Inimitable Bard of Avon
Reviewed by Shelley Walia

Shakespeare: A New Biography
By Bhim S. Dahiya.
The Shakespeare Association, Kurukshetra.
Pages 168. Rs 495.

THE world does not have concrete traces of Shakespeare’s life, and those that we have bring across a man with glaring contradictions. We who adore his tragedies and comedies cannot remain indifferent to his life. But the scant information about him leaves much to be desired and one is amazed by the huge gap between the quality of his drama and the abysmally low and ordinary life he lead. The Shakespearean scholar, Stephen Greenblatt, describes these details as "abundant but thin", depicting a man "who grew wealthy but sued for paltry sums, a literary genius who seems never to have written a letter—or owned a book". I wonder if we will ever be satisfied with the existing biographies, which, though interesting, are far from definitive. More or less we are in possession of literature on this genius which leaves much to speculation and conjecture. The man who wrote Hamlet will always remain an enigma.

Bhim S. Dahiya, an educationist and literary critic, has made a creditable attempt at writing an insightful biography of Shakespeare that is full of observations, attempting to answer the questions that researchers on Shakespeare have raised from time to time. Moreover, it offers a storehouse of information on Shakespeare’s life and his surroundings in the 16th and 17th centuries. For Dahiya himself, "The ... entire effort has been ... to put together all the bits and pieces the scholars have gathered about Shakespeare the man, and shape them into an interesting story of his life." The biography is to be taken as an account of interest both for the scholar and those who don’t know their "Othello" from their "Pericles".

Two things particularly stand out in this biography: first, the author’s love for Shakespeare, that finds expression in the separate chapters devoted to the great bard’s family members: the father, the mother, the wife (under the chapter "Marriage") and the daughters; second, the recognition that Shakespeare was a gentle soul with understanding and compassion for all he met and worked with, and that he was driven centrally by family values: "What Shakespeare did in 1586 could be done only by a person wholly committed to his family and entirely dedicated to doing great deeds in life. No records are needed to know that the nobility of Shakespeare’s spirit; his work, both in words and deeds, speaks for itself." The great deeds in question constituted writing earnestly and conducting himself in life with sincere commitment to friends, fellow actors and family members.

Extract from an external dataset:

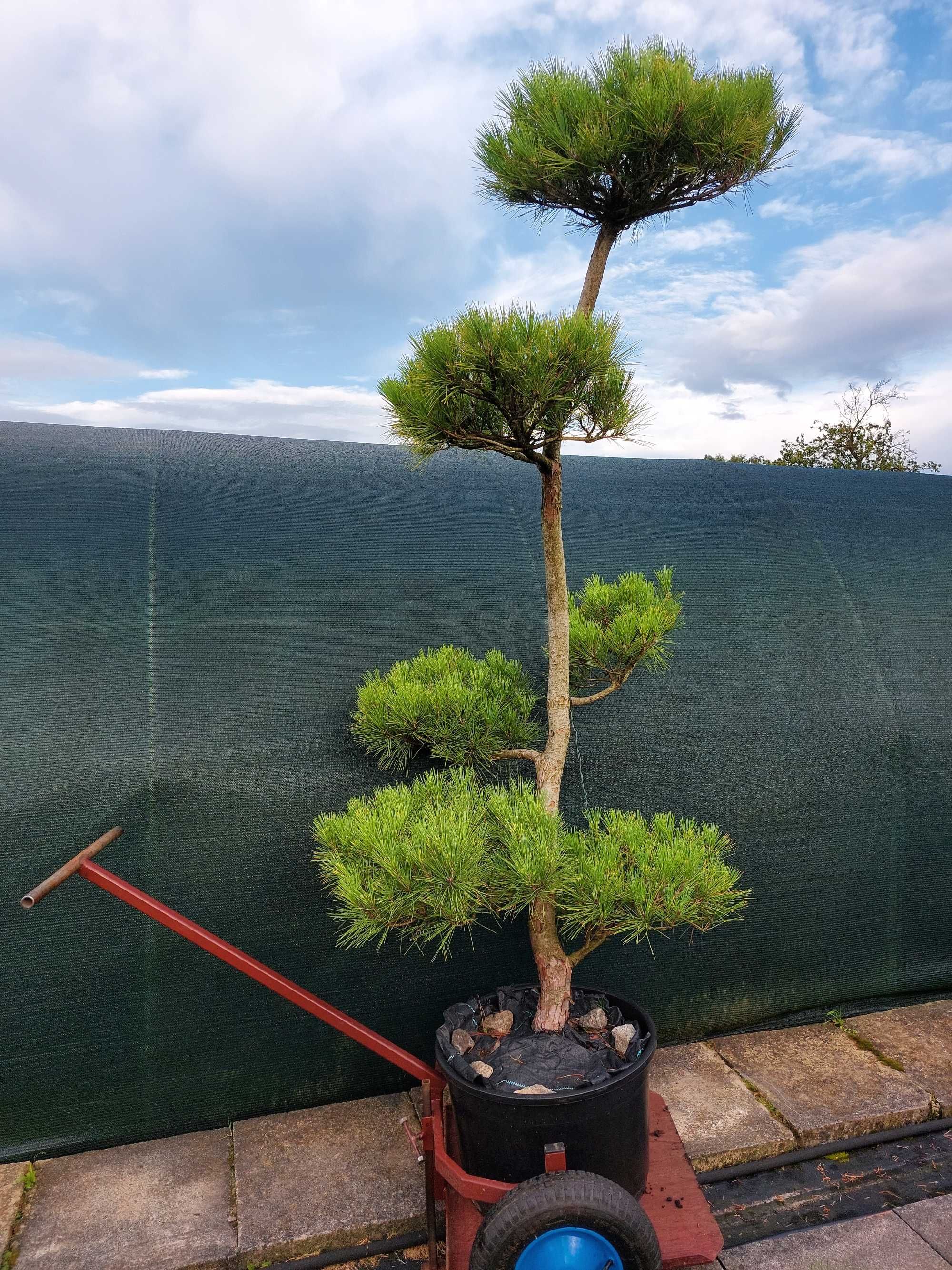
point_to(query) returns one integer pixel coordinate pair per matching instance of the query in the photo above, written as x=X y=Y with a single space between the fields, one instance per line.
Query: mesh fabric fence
x=185 y=620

Dahiya has addressed the question of myths surrounding Shakespeare with adequate care. In each case, the argument is presented with reference to essentials based on available records. If one is looking for flights of fancy here, one would indeed be disappointed. The guesswork spread over the entire book takes help instead from those scholars who have done meticulous research on the life and times of Shakespeare. In the account, we also come across intelligent markers picked up from Shakespeare’s texts to assert veracity of detail. Thus, it is that Prince Hamlet is brought in at a few places to throw light on unidentifiable and mysterious occurrences in Shakespeare’s life. In the same manner, quotations from Wordsworth, Matthew Arnold, Ben Jonson, Thomas Hardy, etc., have been used to clarify positions about Shakespeare and the relevance of his writing to later periods.

The highpoint of the book is its likely appeal to the Indian reader. In many respects, Shakespeare’s formative period had vital links with the English peasantry. In England, the labouring masses of the villages and small towns cherished principles of simplicity and frugal living. These clashed with ways of the emergent middle-class as well as aristocrats who set store by knowledge, scholarship and classical learning. Many a time, Shakespeare was targeted for his uncharismatic standing in educated circles. Dahiya has dealt with this issue sharply and in fact explained the quality of Shakespeare’s writing in terms that are genuine and intense.

In the times when Shakespeare lived, complexities of the existing phenomena could be grasped only when the individual perceiver was distanced from the privileged sections. In the specific case of the dramatist, this aspect helped immensely.

However, our views of the Bard will always be shaped by the contingencies of the evidence that reaches us, and research on his life and his times will always remain a venture of scholarship and intellectual curiosity. Professor Dahiya has indeed achieved in his book enough to take us closer to the phenomenon called Shakespeare, especially as it punctuates our world with characters, language and imagery that have slipped into our common idiom and our collective imagination. And who says biographies are boring? The imposing flamboyance of a personality like Shakespeare’s is enough of an aid to any attempt at such a project that will always remain open-ended and compelling. A biography on him is, therefore, inevitably of interest.